Horse-Canada readers will remember that the songstress announced the arrival of Cool last year on Instagram. In the post Lambert wrote: “Y’all please welcome the newest member of our farmily [sic]. This is “Cool”. He is one of the sweetest horses I’ve ever met. He does it all with grace and patience and has already taught me so much.”
Lambert competes with Cool in cowboy mounted sharp-shooting events. The sport involves riders shooting .45 caliber, single-action revolvers that are loaded with five rounds of black-powder blanks.
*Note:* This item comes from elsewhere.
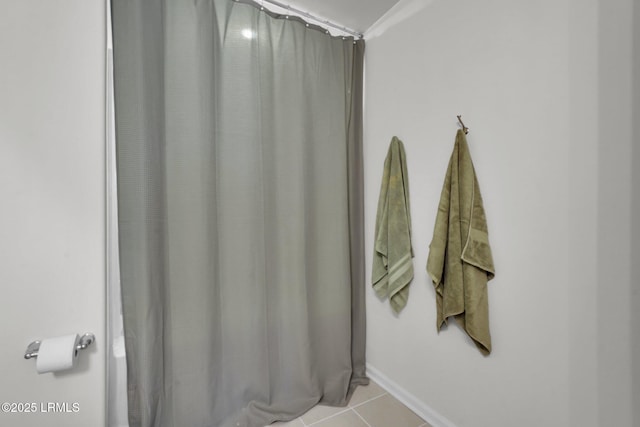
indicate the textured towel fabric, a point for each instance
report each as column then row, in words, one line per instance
column 392, row 256
column 460, row 261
Each “ride” is timed, and the targets are balloons attached to stands or poles that are set up in one of 50 patterns.
When it came time to film the video for Run, she knew that to have Cool and other horses running wild across the screen suited the ballad. “There is always a sense of freedom when you’re on the back of a horse with the wind in your hair, so it felt really significant to have Cool with me in this video,” Lambert told KIK Radio. “I love horses because they’re a way to run to something – or away if you need to.”
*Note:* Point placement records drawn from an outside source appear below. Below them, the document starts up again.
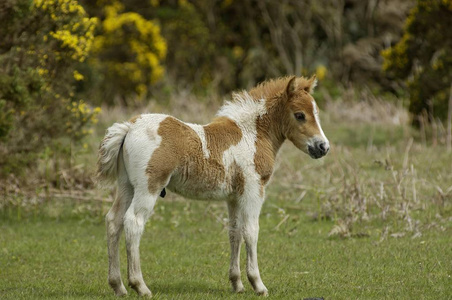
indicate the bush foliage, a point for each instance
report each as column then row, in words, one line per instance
column 42, row 44
column 423, row 57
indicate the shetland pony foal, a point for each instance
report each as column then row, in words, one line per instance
column 230, row 159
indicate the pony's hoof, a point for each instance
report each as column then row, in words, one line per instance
column 263, row 293
column 146, row 293
column 120, row 291
column 238, row 288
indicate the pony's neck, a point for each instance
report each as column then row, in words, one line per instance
column 270, row 128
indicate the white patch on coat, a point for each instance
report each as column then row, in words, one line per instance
column 243, row 110
column 317, row 120
column 139, row 145
column 199, row 129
The stunning video was shot D Spur Ranch and Riding Stables in Gold Canyon, Arizona, with images of her riding and snuggling Cool as other horses gallop through the rugged desert landscape complete with cacti.
The star also revealed that she began riding as an adult, but the hobby quickly became a lifestyle. “I started riding when I turned thirty and wanted to try more things that scared me,” she tells the radio station. “Now horses are such a passion of mine and mounted shooting is a brand-new way to push myself and to chase that feeling of being bravely true to yourself, which is exactly what this song is about.”
Lambert’s love of horses and all animals is part of who she is, having created the MuttNation Foundation in 2009 to shine a spotlight on rescue animals and shelters, raising in excess of $4.5 million since its inception. Her commitment to horses and western riding sports saw Lambert inducted into the National Cowgirl Hall of Fame in 2020.